You _could_ of course. But the average developer cannot. It takes quite a bit
of knowledge about cryptography to be able to do this and have it be more
secure than AES... And even if you have that knowledge the chance that a
mistake was made is high enough that you shouldn't use it anyway (the
algorithm isn't vetted). So I stand behind my point...

> Encouraging people to encrypt data while giving them bad advice about how to
> accomplish that is a recipe for disaster.

What bad advice? The only thing I said was hash it if you just need to verify,
or encrypt if you need to reverse it.

Additionally, would you rather have CC numbers stored in plain text? I'd
rather have a botched encryption on them that's somewhat easy to break than
have it in plain text...

> Specifically, you write: "Parameterized queries are a better way of solving
> the problem, because it doesn't require any escaping". This is wrong.

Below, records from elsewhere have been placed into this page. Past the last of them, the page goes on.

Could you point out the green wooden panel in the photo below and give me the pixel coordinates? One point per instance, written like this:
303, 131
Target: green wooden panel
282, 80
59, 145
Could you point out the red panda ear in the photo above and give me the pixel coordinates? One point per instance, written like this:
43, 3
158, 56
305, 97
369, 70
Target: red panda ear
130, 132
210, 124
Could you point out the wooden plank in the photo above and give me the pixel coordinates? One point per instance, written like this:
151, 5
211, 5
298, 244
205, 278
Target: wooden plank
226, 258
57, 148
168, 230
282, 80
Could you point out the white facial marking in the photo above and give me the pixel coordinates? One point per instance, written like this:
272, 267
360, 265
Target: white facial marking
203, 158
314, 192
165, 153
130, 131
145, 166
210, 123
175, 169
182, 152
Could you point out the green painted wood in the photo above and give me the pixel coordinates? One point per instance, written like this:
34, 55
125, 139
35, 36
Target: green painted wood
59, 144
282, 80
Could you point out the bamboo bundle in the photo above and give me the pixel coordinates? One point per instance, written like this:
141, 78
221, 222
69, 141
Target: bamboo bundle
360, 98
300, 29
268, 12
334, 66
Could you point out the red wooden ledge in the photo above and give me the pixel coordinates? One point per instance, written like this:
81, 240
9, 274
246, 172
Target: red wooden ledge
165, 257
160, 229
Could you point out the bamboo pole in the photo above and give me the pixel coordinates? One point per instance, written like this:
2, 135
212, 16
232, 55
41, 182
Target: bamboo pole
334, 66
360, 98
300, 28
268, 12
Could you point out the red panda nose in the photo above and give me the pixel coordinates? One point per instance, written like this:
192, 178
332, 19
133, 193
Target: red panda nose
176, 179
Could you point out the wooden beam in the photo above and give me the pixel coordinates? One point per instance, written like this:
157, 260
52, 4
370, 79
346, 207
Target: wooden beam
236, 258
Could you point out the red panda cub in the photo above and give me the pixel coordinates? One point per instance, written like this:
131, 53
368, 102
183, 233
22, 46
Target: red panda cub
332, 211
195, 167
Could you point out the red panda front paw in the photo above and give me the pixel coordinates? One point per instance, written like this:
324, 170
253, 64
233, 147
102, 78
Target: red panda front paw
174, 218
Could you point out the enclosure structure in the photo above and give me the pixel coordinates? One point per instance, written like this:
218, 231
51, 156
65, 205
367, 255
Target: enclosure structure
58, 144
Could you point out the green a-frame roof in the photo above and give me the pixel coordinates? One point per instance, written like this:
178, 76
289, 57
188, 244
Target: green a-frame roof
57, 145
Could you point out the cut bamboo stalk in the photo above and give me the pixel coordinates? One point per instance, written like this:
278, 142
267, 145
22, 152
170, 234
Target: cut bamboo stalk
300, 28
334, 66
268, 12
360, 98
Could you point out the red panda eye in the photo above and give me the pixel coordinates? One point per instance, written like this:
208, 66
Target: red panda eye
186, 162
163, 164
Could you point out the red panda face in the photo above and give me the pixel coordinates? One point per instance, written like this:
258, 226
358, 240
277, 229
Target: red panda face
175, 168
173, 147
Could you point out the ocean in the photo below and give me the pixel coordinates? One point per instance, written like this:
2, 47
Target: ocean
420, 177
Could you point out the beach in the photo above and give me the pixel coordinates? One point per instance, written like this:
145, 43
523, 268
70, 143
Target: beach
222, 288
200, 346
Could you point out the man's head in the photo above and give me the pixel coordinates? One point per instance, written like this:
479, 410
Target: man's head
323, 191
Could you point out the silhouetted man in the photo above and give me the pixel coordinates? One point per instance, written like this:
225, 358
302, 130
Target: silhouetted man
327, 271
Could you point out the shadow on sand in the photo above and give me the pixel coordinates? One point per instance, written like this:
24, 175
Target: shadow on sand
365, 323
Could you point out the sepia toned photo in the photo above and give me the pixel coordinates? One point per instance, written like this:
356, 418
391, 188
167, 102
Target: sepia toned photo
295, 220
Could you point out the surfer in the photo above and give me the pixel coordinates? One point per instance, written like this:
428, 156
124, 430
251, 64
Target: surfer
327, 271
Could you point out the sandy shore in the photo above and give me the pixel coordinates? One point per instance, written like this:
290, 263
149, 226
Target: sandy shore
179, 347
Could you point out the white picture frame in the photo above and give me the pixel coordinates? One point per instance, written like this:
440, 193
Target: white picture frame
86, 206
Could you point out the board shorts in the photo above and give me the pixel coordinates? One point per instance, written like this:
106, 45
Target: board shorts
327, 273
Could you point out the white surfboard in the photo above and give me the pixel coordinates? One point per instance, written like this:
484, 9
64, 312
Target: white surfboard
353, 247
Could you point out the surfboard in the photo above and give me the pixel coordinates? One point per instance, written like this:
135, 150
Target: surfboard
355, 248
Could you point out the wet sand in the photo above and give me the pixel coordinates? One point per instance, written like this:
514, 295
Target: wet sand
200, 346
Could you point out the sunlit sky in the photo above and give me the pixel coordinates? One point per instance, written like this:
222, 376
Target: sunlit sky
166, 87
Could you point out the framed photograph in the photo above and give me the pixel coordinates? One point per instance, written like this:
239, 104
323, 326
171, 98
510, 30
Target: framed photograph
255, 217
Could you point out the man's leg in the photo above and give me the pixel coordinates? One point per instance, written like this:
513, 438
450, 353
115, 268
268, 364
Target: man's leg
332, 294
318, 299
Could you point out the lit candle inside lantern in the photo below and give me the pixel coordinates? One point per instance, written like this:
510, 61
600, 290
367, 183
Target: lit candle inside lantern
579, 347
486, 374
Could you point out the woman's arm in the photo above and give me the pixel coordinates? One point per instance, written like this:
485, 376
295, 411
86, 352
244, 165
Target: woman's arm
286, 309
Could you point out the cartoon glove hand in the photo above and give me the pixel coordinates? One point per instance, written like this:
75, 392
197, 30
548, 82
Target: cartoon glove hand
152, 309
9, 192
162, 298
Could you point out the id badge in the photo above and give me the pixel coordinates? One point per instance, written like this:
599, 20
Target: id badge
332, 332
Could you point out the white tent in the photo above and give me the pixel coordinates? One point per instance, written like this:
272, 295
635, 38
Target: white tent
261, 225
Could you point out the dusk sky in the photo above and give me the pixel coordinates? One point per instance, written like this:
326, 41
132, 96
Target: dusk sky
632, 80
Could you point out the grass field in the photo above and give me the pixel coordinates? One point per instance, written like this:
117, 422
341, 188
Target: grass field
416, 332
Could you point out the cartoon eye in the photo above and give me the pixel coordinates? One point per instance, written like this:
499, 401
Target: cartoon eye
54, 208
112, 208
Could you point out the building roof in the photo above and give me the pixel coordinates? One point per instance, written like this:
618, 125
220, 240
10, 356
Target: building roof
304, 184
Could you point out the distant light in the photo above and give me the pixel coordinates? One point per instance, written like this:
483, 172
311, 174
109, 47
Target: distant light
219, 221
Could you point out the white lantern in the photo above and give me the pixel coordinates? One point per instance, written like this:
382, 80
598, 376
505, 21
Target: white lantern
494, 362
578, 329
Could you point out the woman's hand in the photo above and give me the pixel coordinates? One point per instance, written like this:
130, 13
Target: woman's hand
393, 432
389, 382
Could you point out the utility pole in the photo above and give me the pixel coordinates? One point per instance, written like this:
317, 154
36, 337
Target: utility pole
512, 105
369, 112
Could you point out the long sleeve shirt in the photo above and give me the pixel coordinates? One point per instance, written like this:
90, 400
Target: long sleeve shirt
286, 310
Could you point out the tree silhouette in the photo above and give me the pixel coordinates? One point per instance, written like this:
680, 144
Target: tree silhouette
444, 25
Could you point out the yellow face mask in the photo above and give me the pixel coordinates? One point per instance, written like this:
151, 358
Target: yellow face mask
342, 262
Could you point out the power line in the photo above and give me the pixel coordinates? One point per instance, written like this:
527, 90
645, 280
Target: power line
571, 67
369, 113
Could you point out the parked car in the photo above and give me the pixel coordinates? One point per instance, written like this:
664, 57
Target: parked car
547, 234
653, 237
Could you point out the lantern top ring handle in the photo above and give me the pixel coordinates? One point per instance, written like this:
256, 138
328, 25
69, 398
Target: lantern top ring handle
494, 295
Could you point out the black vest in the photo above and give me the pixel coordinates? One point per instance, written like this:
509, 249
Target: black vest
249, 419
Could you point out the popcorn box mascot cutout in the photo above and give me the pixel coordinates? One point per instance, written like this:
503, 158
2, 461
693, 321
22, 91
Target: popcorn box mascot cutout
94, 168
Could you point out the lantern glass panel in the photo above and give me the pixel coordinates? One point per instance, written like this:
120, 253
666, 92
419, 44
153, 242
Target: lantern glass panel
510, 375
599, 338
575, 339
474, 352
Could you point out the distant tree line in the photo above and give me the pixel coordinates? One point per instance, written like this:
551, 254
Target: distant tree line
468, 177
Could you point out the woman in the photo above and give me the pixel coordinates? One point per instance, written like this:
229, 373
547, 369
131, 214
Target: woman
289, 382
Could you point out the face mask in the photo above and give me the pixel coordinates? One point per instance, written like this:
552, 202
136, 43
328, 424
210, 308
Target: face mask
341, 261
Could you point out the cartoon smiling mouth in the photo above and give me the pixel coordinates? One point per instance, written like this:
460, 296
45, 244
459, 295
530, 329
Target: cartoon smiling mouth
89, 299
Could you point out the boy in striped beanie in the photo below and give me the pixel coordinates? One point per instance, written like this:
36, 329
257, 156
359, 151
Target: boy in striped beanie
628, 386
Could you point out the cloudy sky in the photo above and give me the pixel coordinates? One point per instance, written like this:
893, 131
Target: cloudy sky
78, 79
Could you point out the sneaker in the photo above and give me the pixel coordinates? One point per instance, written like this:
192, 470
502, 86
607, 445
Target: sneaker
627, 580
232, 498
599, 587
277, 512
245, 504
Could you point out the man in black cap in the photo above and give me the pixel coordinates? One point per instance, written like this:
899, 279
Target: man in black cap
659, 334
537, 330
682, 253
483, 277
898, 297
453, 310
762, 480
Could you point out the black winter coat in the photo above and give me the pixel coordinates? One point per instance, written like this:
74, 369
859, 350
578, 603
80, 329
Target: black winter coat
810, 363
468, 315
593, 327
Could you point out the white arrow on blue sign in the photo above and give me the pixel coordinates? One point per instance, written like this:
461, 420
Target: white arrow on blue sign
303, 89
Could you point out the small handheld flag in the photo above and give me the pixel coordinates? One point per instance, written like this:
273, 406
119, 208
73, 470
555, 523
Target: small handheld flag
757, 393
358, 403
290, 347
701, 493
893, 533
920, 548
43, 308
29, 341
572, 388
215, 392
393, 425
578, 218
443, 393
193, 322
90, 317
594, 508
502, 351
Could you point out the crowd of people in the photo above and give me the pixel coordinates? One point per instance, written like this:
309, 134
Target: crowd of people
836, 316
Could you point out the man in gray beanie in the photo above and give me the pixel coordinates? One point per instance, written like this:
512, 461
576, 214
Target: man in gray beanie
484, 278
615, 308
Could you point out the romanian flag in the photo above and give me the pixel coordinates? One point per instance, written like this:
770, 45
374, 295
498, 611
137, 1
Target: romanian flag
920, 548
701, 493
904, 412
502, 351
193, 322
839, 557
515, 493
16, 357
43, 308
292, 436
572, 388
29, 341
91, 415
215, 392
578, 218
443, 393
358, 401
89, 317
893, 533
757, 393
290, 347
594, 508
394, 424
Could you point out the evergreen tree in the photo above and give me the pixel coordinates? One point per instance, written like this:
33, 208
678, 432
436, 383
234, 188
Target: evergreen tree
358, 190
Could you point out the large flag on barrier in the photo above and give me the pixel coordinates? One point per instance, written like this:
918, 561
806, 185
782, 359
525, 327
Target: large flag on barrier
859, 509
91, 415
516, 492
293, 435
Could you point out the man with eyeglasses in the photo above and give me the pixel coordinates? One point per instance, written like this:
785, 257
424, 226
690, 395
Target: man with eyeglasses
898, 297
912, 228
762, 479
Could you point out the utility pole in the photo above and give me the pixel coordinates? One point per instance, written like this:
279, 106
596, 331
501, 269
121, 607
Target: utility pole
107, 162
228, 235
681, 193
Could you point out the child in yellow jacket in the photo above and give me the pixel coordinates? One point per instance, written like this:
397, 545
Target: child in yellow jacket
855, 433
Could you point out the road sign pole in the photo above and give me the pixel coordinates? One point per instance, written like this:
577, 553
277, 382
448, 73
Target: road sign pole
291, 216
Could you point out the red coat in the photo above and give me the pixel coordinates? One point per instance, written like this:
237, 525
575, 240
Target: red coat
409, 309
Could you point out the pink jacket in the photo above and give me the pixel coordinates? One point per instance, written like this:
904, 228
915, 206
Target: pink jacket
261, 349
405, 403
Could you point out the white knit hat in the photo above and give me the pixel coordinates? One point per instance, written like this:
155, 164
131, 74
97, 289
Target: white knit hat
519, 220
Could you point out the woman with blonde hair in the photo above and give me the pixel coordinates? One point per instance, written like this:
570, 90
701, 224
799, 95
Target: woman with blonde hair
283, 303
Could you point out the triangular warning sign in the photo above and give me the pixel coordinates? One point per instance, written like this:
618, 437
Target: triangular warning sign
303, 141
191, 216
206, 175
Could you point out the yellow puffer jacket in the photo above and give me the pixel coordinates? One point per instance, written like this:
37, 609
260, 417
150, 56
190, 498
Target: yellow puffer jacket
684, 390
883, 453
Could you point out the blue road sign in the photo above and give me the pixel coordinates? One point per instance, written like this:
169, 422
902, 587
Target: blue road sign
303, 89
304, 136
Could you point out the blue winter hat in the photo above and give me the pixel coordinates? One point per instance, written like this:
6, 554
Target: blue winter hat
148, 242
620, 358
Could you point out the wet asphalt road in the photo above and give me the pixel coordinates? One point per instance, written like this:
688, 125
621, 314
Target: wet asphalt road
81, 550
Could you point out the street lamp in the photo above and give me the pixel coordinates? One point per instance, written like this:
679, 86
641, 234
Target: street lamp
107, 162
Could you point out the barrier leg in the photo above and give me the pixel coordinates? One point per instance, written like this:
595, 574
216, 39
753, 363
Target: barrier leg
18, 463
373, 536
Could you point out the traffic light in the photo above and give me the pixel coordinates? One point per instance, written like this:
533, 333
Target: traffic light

It's not wrong. Raw user input should _never_ enter a query. Period. If you're
going to paginate or sort or filter, you need to white-list filter on
available fields and values. Escaping and adding it to the query is just a
recipe for disaster... Obviously just using a parameterized query API isn't
going to do it for you. But escaping, in any context, is an incorrect way of
handling it...

> If you know very little about web security, the OWASP Top 10 is a fine
> starting point, but your readers should know that's all it is.

I'm not trying to suggest that they should _only_ know the top 10, but that
they should know it in its entirety...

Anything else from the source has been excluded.